Different situations require the recovery of the Coordinator. If the Coordinator fails to unseal its state, it will enter recovery mode.

tip

Use distributed Coordinator instances to reduce the occurrence of events that require manual recovery.

You need the corresponding private key to the RecoveryKeys defined in the manifest and the recovery secret returned to you during the initial upload of the manifest.

info

If you don't want or can't recover the old state, you can also dismiss it by uploading a new manifest. The old state will be overwritten on disk, and recovery won't be available anymore.

To recover the Coordinator, you need to decode your recovery secret and upload it using the MarbleRun CLI.

Assuming you named your recovery key recoverKey1 in the manifest, and you saved the output from the manifest upload step in a file called recovery_data, decode your secret with the following command:

jq -r '.RecoverySecrets.recoverKey1' recovery_data | openssl base64 -d > recovery_key_encrypted

Then decrypt and upload the extracted secret using the MarbleRun CLI:

marblerun recover recovery_key_encrypted $MARBLERUN --key private_key.pem

On success, the Coordinator applies the sealed state again. If the Coordinator can't restore the state with the uploaded key, an error will be returned in the logs, and the recovery endpoint will stay open for further interaction.

Multi-party recovery

If you've configured your MarbleRun deployment for multi-party recovery, send each party the corresponding recovery secret. Ask them to perform the steps above. Once all parties have uploaded their secrets, the Coordinator recovers the sealed state and continues its operations.

note

If your MarbleRun deployment uses distributed Coordinator instances, make sure all parties send their secrets to the same Coordinator instance. One way to achieve this is scaling the Coordinator to a single instance:

kubectl scale --replicas=1 -n marblerun deployment/marblerun-coordinator

After recovery, you can scale the Coordinator back to the desired number of instances.

tip

Use the RecoveryThreshold manifest option to set the number of secrets required to recover the Coordinator.

Example

The following gives an example of a multi-party recovery workflow.
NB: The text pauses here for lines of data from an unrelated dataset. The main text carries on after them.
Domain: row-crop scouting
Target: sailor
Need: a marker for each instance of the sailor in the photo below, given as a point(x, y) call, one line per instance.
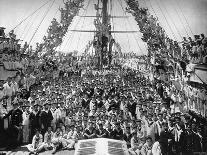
point(16, 123)
point(101, 132)
point(90, 132)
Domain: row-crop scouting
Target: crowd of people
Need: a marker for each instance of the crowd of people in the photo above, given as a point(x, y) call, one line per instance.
point(47, 107)
point(55, 114)
point(170, 60)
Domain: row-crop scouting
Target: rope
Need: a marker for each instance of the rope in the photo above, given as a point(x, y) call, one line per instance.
point(31, 24)
point(72, 35)
point(42, 20)
point(131, 27)
point(185, 18)
point(181, 21)
point(172, 20)
point(30, 15)
point(83, 24)
point(175, 38)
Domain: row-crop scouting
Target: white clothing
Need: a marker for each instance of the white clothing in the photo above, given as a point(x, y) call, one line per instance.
point(156, 150)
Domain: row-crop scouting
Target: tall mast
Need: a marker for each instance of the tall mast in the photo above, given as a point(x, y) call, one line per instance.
point(104, 12)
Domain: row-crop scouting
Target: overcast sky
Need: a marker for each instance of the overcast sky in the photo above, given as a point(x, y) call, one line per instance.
point(178, 17)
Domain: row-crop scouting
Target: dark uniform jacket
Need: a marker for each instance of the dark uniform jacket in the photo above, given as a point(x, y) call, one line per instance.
point(101, 133)
point(90, 132)
point(16, 117)
point(45, 119)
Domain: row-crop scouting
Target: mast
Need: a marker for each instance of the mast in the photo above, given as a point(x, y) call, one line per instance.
point(104, 12)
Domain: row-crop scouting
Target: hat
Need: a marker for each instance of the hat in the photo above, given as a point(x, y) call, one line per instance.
point(46, 103)
point(36, 104)
point(25, 105)
point(14, 103)
point(138, 120)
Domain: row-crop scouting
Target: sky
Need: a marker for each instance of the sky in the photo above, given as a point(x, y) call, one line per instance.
point(178, 17)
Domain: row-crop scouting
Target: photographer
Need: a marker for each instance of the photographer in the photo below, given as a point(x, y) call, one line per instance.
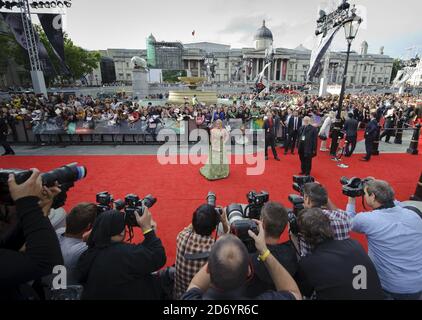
point(225, 275)
point(274, 219)
point(71, 238)
point(194, 244)
point(394, 240)
point(34, 230)
point(113, 269)
point(329, 271)
point(5, 129)
point(315, 196)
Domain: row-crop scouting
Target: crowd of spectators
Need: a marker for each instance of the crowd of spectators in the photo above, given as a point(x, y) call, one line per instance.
point(243, 106)
point(320, 261)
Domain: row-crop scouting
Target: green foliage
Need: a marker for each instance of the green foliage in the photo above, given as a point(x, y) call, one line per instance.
point(10, 49)
point(397, 65)
point(173, 75)
point(79, 61)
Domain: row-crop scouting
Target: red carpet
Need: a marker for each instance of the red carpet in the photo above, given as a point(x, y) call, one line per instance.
point(180, 188)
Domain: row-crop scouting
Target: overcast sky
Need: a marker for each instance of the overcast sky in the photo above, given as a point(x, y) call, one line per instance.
point(101, 24)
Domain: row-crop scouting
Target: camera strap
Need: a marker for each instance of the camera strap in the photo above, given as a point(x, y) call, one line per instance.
point(194, 256)
point(197, 256)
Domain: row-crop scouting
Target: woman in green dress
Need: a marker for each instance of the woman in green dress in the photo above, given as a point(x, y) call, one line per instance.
point(217, 166)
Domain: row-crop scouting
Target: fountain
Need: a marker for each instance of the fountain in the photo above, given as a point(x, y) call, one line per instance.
point(178, 97)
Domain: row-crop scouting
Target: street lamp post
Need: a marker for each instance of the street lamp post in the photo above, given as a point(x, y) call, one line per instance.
point(351, 27)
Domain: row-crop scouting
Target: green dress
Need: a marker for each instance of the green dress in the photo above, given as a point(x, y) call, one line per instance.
point(217, 166)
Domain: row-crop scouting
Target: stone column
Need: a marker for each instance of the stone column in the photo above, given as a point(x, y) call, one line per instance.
point(230, 70)
point(139, 83)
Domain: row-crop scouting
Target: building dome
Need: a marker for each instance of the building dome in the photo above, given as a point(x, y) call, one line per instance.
point(151, 38)
point(263, 33)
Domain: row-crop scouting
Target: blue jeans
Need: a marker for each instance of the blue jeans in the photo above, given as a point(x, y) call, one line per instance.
point(403, 296)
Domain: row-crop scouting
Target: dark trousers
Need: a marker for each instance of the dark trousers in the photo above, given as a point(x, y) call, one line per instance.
point(350, 147)
point(290, 142)
point(368, 147)
point(388, 133)
point(305, 163)
point(5, 144)
point(270, 142)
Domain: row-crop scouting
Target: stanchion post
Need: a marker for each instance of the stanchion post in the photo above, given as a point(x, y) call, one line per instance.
point(399, 133)
point(413, 148)
point(376, 143)
point(418, 193)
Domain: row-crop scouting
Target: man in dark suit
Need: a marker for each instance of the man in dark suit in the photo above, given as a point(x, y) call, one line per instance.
point(293, 125)
point(335, 269)
point(307, 145)
point(269, 127)
point(370, 134)
point(389, 116)
point(351, 128)
point(4, 130)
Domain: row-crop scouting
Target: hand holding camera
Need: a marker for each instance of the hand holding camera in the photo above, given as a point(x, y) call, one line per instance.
point(259, 238)
point(31, 187)
point(145, 220)
point(47, 198)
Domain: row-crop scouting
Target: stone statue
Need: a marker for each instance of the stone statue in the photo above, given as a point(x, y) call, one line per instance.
point(139, 63)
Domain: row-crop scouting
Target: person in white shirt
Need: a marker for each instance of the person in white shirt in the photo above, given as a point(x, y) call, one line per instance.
point(72, 238)
point(325, 130)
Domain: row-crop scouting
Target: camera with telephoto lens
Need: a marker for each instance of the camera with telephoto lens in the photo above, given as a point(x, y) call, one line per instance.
point(297, 202)
point(300, 181)
point(104, 202)
point(353, 187)
point(255, 203)
point(240, 229)
point(66, 176)
point(132, 204)
point(212, 201)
Assume the following RecoveryKeys were set in the manifest:

    "RecoveryKeys": {
"alice": "-----BEGIN PUBLIC KEY-----\nMIICIjANBgkqhkiG9w0BAQEFAAOCAg8AMIICCgKCAgEAk/6gfFF+cbcTlj8MT+4M\njjpM+suTwNM9gjv47EAAQ==\n-----END PUBLIC KEY-----\n",
"bob": "-----BEGIN PUBLIC KEY-----\nMIICIjANBgkqhkiG9w0BAQEFAAOCAg8AMIICCgKCAgEAsnOEAvynVrbgLdp0lwcp\nk2k04+n4op6tp1Yw2OaDbEAAQ==\n-----END PUBLIC KEY-----\n"
}
  1. The Coordinator returned the following RecoverySecrets:

    $ marblerun manifest set manifest.json $MARBLERUN
    ...
    {"RecoverySecrets":{"alice":"EbkX/skIPrJISf8PiXdzRIKnwQyJ+VejtGzHGfES5NIPuCeEFedqgCVDk=","bob":"bvPzio4A4SvzeHajsb+dFDpDarErcU9wMR0V9hyHtG2lC4ZfyrYjDBE7wtis3eOPgDaMG/HCt="}}
  2. Alice decrypts and uploads her recovery key using her private key private_key.pem as follows:

    $ marblerun status $MARBLERUN
    1: Coordinator is in recovery mode. Either upload a key to unseal the saved state, or set a new manifest. For more information on how to proceed, consult the documentation.
    $ echo "EbkX/skIPrJISf8PiXdzRIKnwQyJ+VejtGzHGfES5NIPuCeEFedqgCVDk=" > recovery_data
    $ openssl base64 -d -in recovery_data > recovery_key_encrypted
    $ marblerun recover recovery_key_encrypted $MARBLERUN --key private_key.pem
    Successfully verified Coordinator, now uploading key
    Secret was processed successfully. Upload the next secret. Remaining secrets: 1

    The Coordinator log shows the following:

    {"level":"info","ts":1674206799.524596,"caller":"clientapi/clientapi.go:234","msg":"Recover called"}
    {"level":"info","ts":1674206799.524596,"caller":"clientapi/clientapi.go:253","msg":"Recover: recovery incomplete, more keys needed","remaining":1}
  3. Bob does the same with his key to complete the recovery procedure:

    $ marblerun status $MARBLERUN
    1: Coordinator is in recovery mode. Either upload a key to unseal the saved state, or set a new manifest. For more information on how to proceed, consult the documentation.
    $ echo "bvPzio4A4SvzeHajsb+dFDpDarErcU9wMR0V9hyHtG2lC4ZfyrYjDBE7wtis3eOPgDaMG/HCt=" > recovery_data
    $ openssl base64 -d -in recovery_data > recovery_key_encrypted
    $ marblerun recover recovery_key_encrypted $MARBLERUN --key private_key.pem
    Successfully verified Coordinator, now uploading key
    Recovery successful.
    $ marblerun status $MARBLERUN
    3: Coordinator is running correctly and ready to accept marbles.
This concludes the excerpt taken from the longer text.